Obrigado, Carlos César
Nunca tive oportunidade de falar com Carlos César, muito menos apertar-lhe a mão. Não foi por falta de vontade, mas sim por falta de oportunidade.
Sempre tive dúvidas acerca do tabu que fora criado à volta da recandidatura de Carlos César a um novo mandato. Por isso, fiquei agradavelmente surpreendido com o anúncio da sua renúncia a uma nova candidatura como presidente do Governo Regional dos Açores.
Não vou ser cínico, nem entrar com rodeios ou malevolências políticas. Vou simplesmente elogiar um homem que deu o seu talento, o seu trabalho, e realizou os seus sonhos em prol da sua terra.
Quando cheguei aos Açores em 1995, o Governo de Mota Amaral sofria um desgaste notório. Cavaco Silva era Primeiro-ministro em fase de extrema contestação popular, mas também de despedida. O PS alcançava o poder com António Guterres na República e com Carlos César nos Açores. Com ele, vinha um novo paradigma de desenvolvimento par a Região, suportado em grande parte pelos fundos europeus.
Conheci dois Açores. O primeiro, extremamente atrasado e conservador. Relembro uma campanha promocional de luta contra a SIDA em que os pacotes de açúcar, servidos nos cafés, tinham como desenho um preservativo. Mota Amaral decidiu censurar esta iniciativa. A forma como o histórico do PSD Açores deixou a presidência e votou o PSD Açores a um período de nojo político e falta de rumo prolongados, que só há pouco tempo foram superados pelo partido, marcam negativa e traumaticamente o seu consulado. O segundo foi criado por Carlos César. Com o novo Governo Regional, a Região dava um pulo em termos de desenvolvimento, abrindo-se para o mercado turístico sob o signo da ecologia e do respeito pelo ambiente. Porém, nem tudo corria como rosas.
O Governo da República criava o Rendimento Mínimo e o governante açoriano via, com essa iniciativa, uma forma de angariar ainda mais a simpatia dos açorianos. Sem querer, iria cometer um erro tremendo: nascia a pobreza endémica dos Açores e começava a caça à subsídio-dependência. Aumentava o número de boys e de empresas públicas: o governo regional substituía-se à iniciativa privada.
Entretanto, Berta Cabral tornava-se presidente da Câmara de Ponta Delgada. Começava o despique institucional; as outras ilhas iam ficando para trás. Do desenvolvimento harmónico dos Açores, passava-se a um desenvolvimento unipolar e centralizador.

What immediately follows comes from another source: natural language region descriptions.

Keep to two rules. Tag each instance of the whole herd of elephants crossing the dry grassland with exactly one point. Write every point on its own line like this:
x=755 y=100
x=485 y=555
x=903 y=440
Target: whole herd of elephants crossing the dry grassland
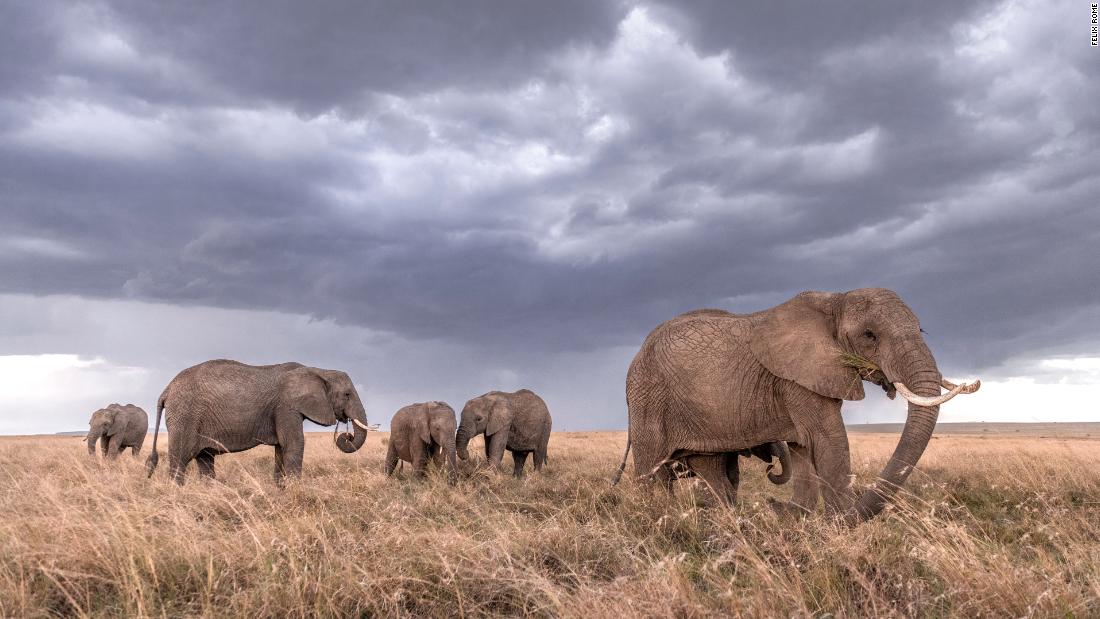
x=707 y=389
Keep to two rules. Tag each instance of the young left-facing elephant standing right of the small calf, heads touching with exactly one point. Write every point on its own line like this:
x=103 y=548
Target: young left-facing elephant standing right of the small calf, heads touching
x=519 y=422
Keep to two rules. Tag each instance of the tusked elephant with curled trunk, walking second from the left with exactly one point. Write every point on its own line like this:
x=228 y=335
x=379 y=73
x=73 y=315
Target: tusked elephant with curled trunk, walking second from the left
x=224 y=406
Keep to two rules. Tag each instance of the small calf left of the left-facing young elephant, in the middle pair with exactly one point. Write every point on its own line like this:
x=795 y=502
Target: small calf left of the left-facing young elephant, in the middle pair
x=421 y=433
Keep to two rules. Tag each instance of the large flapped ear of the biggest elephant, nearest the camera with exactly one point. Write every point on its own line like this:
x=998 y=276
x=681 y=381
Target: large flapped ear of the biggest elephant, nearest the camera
x=797 y=341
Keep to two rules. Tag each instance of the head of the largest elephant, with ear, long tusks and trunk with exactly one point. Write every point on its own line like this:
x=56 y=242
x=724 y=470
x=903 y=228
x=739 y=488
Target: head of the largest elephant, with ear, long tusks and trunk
x=810 y=339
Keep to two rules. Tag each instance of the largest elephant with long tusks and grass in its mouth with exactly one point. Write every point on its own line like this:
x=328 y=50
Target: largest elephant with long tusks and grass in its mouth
x=709 y=382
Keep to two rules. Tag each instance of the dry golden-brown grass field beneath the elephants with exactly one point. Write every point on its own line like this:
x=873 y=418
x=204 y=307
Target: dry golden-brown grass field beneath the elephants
x=1004 y=525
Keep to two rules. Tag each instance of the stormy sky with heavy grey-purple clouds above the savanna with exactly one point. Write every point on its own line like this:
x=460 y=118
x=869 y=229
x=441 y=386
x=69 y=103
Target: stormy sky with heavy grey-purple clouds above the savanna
x=445 y=198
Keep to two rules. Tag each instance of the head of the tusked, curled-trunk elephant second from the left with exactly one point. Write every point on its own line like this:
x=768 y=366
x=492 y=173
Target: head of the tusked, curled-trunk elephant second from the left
x=327 y=397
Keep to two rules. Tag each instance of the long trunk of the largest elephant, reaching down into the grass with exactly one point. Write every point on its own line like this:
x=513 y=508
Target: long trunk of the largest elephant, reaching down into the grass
x=918 y=371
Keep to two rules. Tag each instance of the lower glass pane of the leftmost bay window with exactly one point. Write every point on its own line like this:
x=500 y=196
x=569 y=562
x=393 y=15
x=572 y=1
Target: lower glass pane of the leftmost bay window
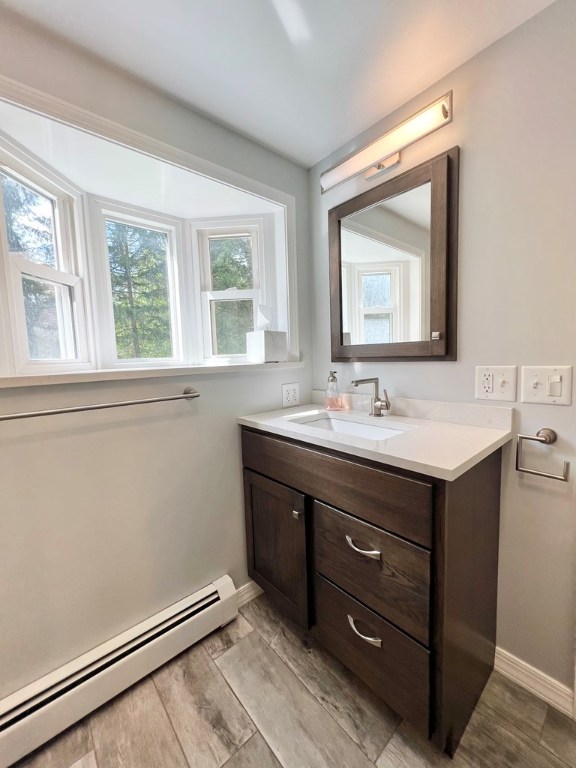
x=48 y=309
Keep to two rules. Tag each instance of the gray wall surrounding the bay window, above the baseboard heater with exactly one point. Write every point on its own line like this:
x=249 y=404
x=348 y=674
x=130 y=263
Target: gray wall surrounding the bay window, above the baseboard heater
x=108 y=517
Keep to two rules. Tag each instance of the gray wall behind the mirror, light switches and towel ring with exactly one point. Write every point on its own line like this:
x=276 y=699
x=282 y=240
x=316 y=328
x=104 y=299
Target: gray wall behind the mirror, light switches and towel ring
x=515 y=121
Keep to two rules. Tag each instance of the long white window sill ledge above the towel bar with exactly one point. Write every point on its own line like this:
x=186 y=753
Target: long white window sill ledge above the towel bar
x=82 y=377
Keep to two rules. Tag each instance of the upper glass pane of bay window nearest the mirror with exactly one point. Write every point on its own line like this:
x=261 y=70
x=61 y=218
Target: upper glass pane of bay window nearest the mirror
x=231 y=262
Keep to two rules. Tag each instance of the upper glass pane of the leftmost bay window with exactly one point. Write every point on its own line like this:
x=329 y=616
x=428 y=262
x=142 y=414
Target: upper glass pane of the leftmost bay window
x=29 y=222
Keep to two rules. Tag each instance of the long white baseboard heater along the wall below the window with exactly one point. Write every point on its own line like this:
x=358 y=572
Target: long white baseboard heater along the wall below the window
x=33 y=715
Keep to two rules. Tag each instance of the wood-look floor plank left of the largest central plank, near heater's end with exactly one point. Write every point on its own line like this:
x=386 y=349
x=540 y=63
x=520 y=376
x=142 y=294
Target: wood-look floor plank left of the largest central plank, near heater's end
x=209 y=721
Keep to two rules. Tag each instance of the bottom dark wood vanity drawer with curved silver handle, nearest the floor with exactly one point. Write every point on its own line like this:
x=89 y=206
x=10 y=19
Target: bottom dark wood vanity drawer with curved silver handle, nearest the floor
x=397 y=670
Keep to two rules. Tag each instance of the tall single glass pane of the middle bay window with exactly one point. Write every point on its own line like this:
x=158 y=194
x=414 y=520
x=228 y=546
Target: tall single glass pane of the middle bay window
x=139 y=271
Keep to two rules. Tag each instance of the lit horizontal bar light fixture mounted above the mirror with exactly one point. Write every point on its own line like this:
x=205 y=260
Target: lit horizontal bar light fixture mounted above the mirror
x=385 y=151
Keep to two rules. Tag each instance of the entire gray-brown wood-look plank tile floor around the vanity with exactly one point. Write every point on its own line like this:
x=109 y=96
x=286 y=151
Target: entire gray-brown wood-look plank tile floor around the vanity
x=260 y=694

Não obstante as minhas divergências políticas e ideológicas com Carlos César e o Partido Socialista, nada apaga o bom que foi feito até agora no arquipélago. Em suma, o balanço que faço dos 16 anos de poder é francamente positivo.
Ao anunciar que deixa a política regional, dá uma grande lição de Democracia a todos os políticos portugueses, sobretudo num momento em que na outra região autónoma, a Madeira, o presidente, que lá está há mais de trinta anos, ainda concorre para mais um mandato. Não tendo qualquer cultura democrática, Alberto João Jardim caminha para o descrédito total, destruindo assim toda uma carreira política que já foi, em tempos, brilhante.
E, de facto, tudo tem o seu tempo. Carlos César percebeu isso. A democracia portuguesa agradece. Para o bem e para o mal, os cargos políticos devem ser de duração efémera, dando-se oportunidades a outros para poder mostrar o que valem. Esta acepção da política devia fazer parte do bom senso, mas infelizmente não. Carlos César definitivamente entra na história da política regional e nacional, integrando a lista dos grandes estadistas da Nação.
Obviamente, que o futuro político de Carlos César não acaba aqui. Por causa da idade, por ter talento e ambições, não será de estranhar que seja convidado para outros voos de carácter nacional ou até internacional.
Há tempos, sugeri que o melhor cargo que Carlos César poderia ocupar, tendo por base o seu percurso, seria o de Presidente da Fundação Luso-Americana (FLAD), a fundação mais prestigiada e rica do país. Apesar das diferenças políticas, o Governo da República só teria a ganhar com esse convite.